Extracting forms from a web page

Having just reached the first stage of developing a module for parsing HTML, I thought I'd share a wee snippet for gathering forms from a page to illustrate how the module can be used. The following function:

  • Loops through the page content copying everything stored between <form>...</form> tags
  • Loops through each form picking out the pertinent information from <input> and <textarea> tags

Will leave as an exercise as to improve on this:

import <markup>

gather-forms: func [
	doc [string!]
	/local forms mark extent attributes
][
	doc: load-markup doc
	forms: collect [
		parse doc [
			any [
				<form> mark: some [
					and <form> (print "Warning: cannot gather nested forms") break
					|
					extent: </form> (keep/only copy/part mark extent) break
					|
					end (keep/only copy/part mark tail mark)
					|
					skip
				]
				|
				skip
			]
		]
	]

	collect [
		foreach form forms [
			either map? pick new-line/all form true 1 [
				keep make object! [
					action: select form/1 "action"
					method: any [select form/1 "method" "GET"]
					fields: make map! collect [
						parse form [
							any [
								<input> set attributes map! (
									keep lock any [select attributes "name" "anon"]
									keep select attributes "value"
								)
								|
								<textarea> set attributes map! set text string! (
									keep lock any [select attributes "name" "anon"]
									keep text
								)
								|
								skip
							]
						]
					]
				]
			][
				print "Warning: form has no attributes"
			]
		]
	]
]

probe gather-forms to string! read https://forum.rebol.info

I had a r3/view script which would parse out all the forms on a page and allow you to enter values to see if you could post to it.

Any reason why you use func instead of the auto-collecting locals function ?

Well—Red has a GUI, wouldn't be a leap to make that work!

However, even just in a script the above is close to that:

the-form: first gather-forms some-web-page
... change some form fields ...
write to url! the-form/action [
    the-form/method
    to-webform to block! the-form/fields
]

Again, left as an exercise to resolve relative 'action urls.

Note to self: update <webform> to allow map! arguments.
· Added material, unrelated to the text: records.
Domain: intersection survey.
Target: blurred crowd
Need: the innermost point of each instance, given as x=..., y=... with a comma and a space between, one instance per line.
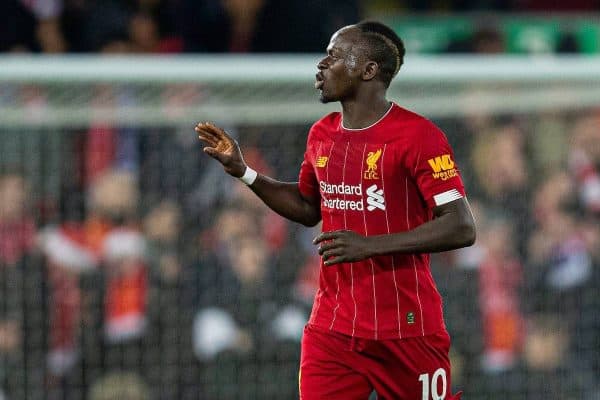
x=131, y=267
x=291, y=26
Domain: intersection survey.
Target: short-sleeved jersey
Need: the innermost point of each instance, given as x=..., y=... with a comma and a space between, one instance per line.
x=382, y=179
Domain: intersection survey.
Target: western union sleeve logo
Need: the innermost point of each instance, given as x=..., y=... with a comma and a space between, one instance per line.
x=443, y=167
x=372, y=158
x=322, y=161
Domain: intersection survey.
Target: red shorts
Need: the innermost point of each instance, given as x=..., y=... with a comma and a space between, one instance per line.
x=335, y=366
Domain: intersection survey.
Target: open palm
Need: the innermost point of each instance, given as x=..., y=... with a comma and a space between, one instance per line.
x=222, y=147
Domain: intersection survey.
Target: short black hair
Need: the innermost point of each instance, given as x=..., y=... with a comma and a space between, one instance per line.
x=385, y=47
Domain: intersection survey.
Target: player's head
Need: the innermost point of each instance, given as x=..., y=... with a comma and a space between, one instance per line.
x=365, y=53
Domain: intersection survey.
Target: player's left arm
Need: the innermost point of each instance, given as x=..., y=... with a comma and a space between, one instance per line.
x=453, y=227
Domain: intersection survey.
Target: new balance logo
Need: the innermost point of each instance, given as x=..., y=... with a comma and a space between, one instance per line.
x=442, y=163
x=375, y=198
x=322, y=161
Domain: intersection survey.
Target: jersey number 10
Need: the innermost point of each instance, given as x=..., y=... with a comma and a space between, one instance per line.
x=440, y=373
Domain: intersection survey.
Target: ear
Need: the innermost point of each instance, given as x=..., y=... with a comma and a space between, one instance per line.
x=370, y=70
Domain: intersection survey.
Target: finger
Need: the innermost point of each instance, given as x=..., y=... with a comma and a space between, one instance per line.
x=201, y=129
x=327, y=246
x=208, y=139
x=214, y=154
x=334, y=260
x=326, y=236
x=216, y=131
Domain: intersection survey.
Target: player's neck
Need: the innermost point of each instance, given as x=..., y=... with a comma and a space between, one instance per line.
x=361, y=114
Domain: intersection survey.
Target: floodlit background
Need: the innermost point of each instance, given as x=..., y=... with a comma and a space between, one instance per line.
x=133, y=268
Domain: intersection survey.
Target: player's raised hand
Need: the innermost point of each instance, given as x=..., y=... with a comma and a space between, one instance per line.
x=222, y=147
x=343, y=246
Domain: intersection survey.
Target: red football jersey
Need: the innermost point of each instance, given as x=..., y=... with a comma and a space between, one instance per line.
x=382, y=179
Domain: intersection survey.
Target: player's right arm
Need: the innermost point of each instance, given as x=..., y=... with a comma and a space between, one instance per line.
x=284, y=198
how about including the gather-forms function into the module?

  1. Habit.
  2. Get dinged when I use words I hadn't accounted for.

'Cause it's a quickie and really could use some work—just thought I'd share it as it's common request and I figure it's a good start point if anyone wants to run with it now.

I've something better in mind anyhow.

BTW: should have a Cookbook/Reviews category in the forum.